ABSTRACT

Some animals develop a sophisticated spatial knowledge necessary for way-finding, migrating, establishing the boundaries of their territory, nesting and so on. However, only humans are able to share their spatial knowledge by using language to communicate. This chapter addresses the issue of spatial communication with a focus on the mental representations that underlie our locative expressions and, more generally, spatial discourse. All languages have a rich vocabulary of locative terms that cover several linguistic categories. For instance, in English and in most Indo-European languages there are spatial adverbials (e.g., “here”, “there”, “behind”, “below”), prepositions (e.g., “in”, “on”, “from”, “near”), adjectives (e.g., “big”, “short”, “large”), pronouns (e.g., “this”, “that”), nouns (e.g., “circle”, “square”, “triangle”), and verbs (e.g., “to enter”, “to leave”, “to jump”, “to cross”, “to support”, “to contain”).
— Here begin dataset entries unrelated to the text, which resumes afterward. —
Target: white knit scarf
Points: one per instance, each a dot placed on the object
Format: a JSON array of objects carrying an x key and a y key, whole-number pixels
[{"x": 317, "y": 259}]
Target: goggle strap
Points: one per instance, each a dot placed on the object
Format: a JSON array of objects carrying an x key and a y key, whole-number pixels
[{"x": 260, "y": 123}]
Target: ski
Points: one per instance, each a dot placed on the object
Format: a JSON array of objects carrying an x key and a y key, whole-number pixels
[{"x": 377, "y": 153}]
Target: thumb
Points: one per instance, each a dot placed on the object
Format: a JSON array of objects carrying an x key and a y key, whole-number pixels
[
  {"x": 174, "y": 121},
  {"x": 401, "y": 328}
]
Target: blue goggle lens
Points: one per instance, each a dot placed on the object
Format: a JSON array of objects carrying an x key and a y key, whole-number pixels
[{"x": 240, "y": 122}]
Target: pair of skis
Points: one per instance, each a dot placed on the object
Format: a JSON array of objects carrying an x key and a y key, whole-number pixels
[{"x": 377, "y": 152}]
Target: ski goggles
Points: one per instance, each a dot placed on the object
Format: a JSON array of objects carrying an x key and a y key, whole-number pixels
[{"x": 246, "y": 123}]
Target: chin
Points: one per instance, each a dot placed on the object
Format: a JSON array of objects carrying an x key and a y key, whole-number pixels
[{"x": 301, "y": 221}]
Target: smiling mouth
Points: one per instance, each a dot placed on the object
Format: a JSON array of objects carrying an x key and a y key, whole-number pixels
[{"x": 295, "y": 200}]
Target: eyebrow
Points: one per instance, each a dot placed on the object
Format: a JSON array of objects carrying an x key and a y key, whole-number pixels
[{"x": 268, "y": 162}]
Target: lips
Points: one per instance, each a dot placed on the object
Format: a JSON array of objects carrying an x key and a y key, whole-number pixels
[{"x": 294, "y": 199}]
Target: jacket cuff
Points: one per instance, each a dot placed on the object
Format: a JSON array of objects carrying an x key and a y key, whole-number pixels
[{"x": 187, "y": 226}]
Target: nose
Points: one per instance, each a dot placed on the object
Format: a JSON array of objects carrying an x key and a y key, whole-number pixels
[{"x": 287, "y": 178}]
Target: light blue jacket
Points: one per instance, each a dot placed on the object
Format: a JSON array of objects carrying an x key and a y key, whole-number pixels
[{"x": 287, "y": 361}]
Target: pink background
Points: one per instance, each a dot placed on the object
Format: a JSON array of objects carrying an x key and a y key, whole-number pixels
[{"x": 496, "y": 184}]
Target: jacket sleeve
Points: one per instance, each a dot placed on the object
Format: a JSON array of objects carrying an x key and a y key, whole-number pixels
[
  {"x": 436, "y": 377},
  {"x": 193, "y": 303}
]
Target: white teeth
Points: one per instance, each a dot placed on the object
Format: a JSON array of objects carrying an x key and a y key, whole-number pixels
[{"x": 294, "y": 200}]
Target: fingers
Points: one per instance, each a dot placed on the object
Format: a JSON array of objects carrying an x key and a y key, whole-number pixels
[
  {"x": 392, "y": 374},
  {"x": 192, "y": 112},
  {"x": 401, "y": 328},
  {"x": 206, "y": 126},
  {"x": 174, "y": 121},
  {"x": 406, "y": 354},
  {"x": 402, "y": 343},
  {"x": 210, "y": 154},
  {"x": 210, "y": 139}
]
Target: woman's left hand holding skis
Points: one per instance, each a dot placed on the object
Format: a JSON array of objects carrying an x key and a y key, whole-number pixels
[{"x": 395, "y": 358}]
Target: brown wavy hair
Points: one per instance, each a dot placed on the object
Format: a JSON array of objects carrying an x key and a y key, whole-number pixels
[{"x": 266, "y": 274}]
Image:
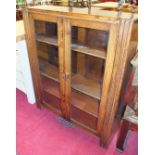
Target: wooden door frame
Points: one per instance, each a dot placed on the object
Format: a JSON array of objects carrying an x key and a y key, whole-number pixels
[{"x": 32, "y": 52}]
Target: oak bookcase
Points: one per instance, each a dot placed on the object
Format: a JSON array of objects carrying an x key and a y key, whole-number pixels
[{"x": 78, "y": 59}]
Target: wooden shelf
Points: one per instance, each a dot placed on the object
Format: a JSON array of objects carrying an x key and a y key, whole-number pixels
[
  {"x": 48, "y": 40},
  {"x": 48, "y": 70},
  {"x": 86, "y": 86},
  {"x": 99, "y": 53},
  {"x": 85, "y": 103}
]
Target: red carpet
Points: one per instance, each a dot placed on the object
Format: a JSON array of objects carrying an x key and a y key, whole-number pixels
[{"x": 40, "y": 133}]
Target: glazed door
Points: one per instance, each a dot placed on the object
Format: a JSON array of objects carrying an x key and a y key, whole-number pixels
[
  {"x": 89, "y": 55},
  {"x": 47, "y": 54}
]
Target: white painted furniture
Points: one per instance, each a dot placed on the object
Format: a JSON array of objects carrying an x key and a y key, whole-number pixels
[{"x": 23, "y": 72}]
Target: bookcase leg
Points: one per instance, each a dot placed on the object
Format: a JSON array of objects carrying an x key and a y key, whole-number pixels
[{"x": 122, "y": 135}]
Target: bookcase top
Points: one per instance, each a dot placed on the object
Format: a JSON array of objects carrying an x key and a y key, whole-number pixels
[{"x": 94, "y": 12}]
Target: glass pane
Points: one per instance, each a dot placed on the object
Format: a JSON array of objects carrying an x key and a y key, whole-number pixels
[
  {"x": 47, "y": 50},
  {"x": 88, "y": 55}
]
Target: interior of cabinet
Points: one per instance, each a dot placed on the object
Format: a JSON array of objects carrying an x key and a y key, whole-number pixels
[
  {"x": 47, "y": 51},
  {"x": 88, "y": 55}
]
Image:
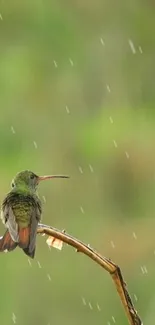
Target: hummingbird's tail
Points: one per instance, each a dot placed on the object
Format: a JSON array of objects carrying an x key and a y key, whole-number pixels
[
  {"x": 6, "y": 243},
  {"x": 24, "y": 241}
]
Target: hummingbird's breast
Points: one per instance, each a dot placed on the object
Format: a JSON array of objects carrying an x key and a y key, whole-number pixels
[{"x": 24, "y": 207}]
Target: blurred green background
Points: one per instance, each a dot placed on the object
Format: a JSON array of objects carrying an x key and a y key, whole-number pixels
[{"x": 77, "y": 96}]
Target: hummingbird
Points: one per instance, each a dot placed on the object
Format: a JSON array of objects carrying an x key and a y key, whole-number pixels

Some of these locatives are particularly important because they are closed-class words (e.g., prepositions) or, in some languages like German, morphological flexions (case affixes) that convey spatial meaning. Closed-class words and morphological flexions correspond to concepts incorporated into the grammar of a language, and their use is frequently mandatory in sentences. Only a few concepts enter the closed-class category of words or become grammaticalised. Thus, in many languages, time, person, quantity, or gender are incorporated into the grammar. Some spatial concepts also belong to this privileged “club” although their use in each sentence is generally optional rather than mandatory (unlike other concepts such as time incorporated in verb tenses, or quantity implicit in number morphemes).